On Saturday night in Kreuzberg, a packed Prince Charles had punters dancing on the bar, even before midnight. But the ardor wasn’t from a pumping bassline or a thrashing hi-hat. In fact, there were no records spinning at all. Instead, Leroy Burgess and his live band had just started playing his 1983 boogie classic, “Heartbreaker.”

It would have been excusable to forget the scene took place in Europe’s techno capital and not New York City.

It was Burgess’ first performance in Berlin and he was visibly energized. The crowd knew that because he’d mentioned it multiple times already — not including those at the solo performance earlier in the week at Carhartt’s flagship store.

As the crowd crooned the chorus, 64-year-old Burgess pushed hard and harder. The boogie pioneer, who began his career in the advent of the disco revolution with Black Ivory, kept the feverous sing-along fuelled from the first track. While Burgess’ performance wasn’t lacking in energy, it was his vocal strength and sharpness that proved remarkable. Erupting tracks like “You’ve Got That Something,” were a welcome reminder of Burgess’ slow-burning production prowess.

The show, presented by J.A.W. — the Paris-born, Berlin-based promoter crew — was the last in a line of supreme bookings, which included jazz pioneer Pharoah Sanders a week earlier.

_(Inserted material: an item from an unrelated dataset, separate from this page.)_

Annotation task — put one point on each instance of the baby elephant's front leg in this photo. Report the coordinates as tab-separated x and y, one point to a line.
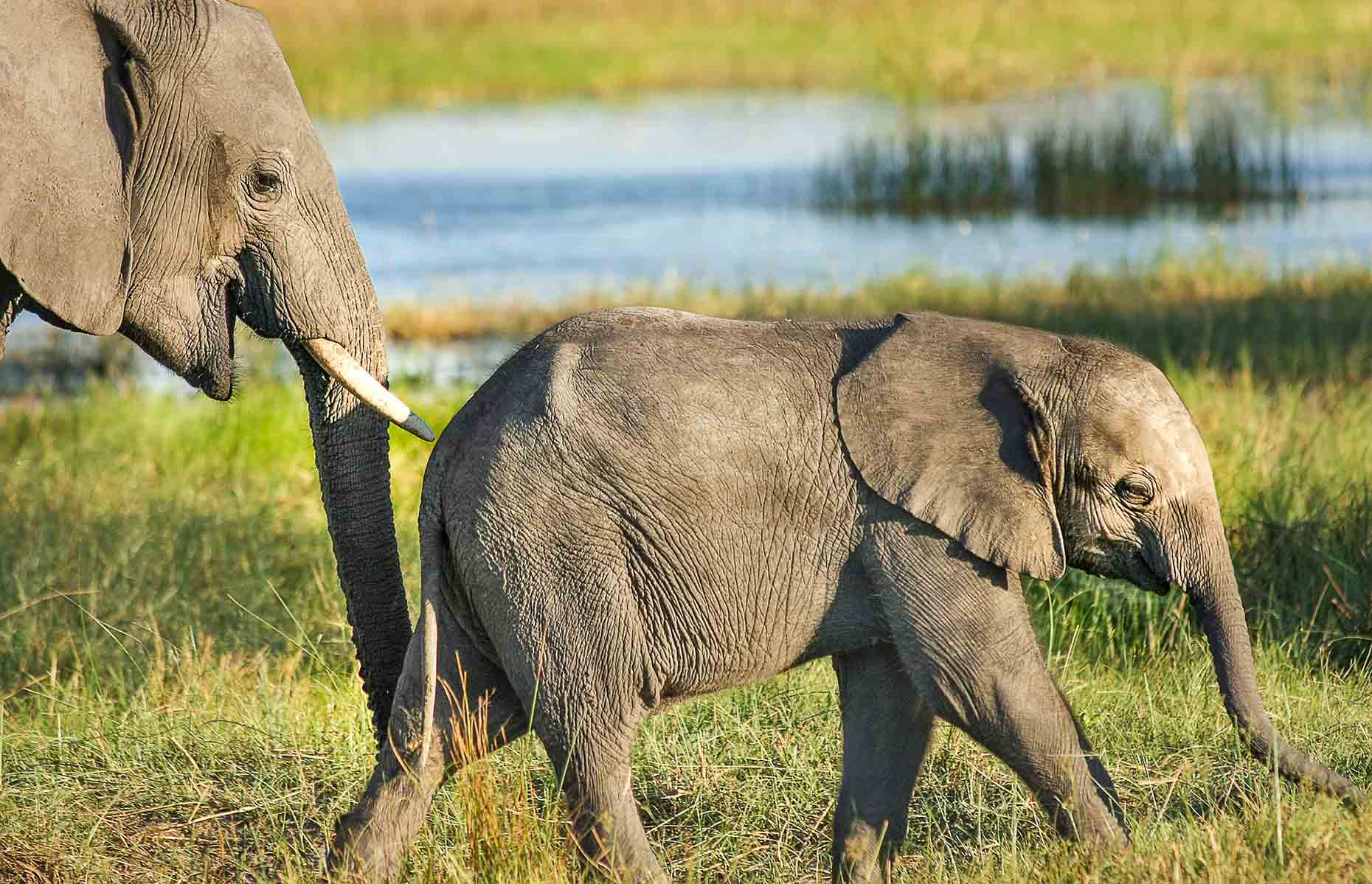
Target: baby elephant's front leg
451	706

Not unlike the previous show, the support was strong enough the fill the venue in itself. While the prior saw Rabih Beaini on support, this time J.A.W. invited Stuttgart selector Motor City Drum Ensemble to soundtrack the evening’s warm-up. He played a set of Burgess classics and a range of other disco staples, to a full dancefloor. Tracks like Convertion’s “Let’s Do It,” that had the crowd shouting and whistling before Burgess even touched the stage.

In Berlin, a city that’s known for its persistent, blossoming techno scene, other avenues like disco and boogie are afforded the room to breathe. That means even some of the biggest gigs on the calendar — like Burgess’ Berlin debut after 40 years — manage to almost miss the radar.

Photographs by Malte Seidel

Earlier in the week, when I’d gone to the free-beer-sponsored solo show at Carhartt, people were milling about as if not entirely convinced of the New Yorker’s musical credentials.

That attitude changed Saturday. By the end of the performance, which concluded with a raucous applause, Burgess’ grey, two-toned suit lapel had turned a much darker, sweat-stained ensemble.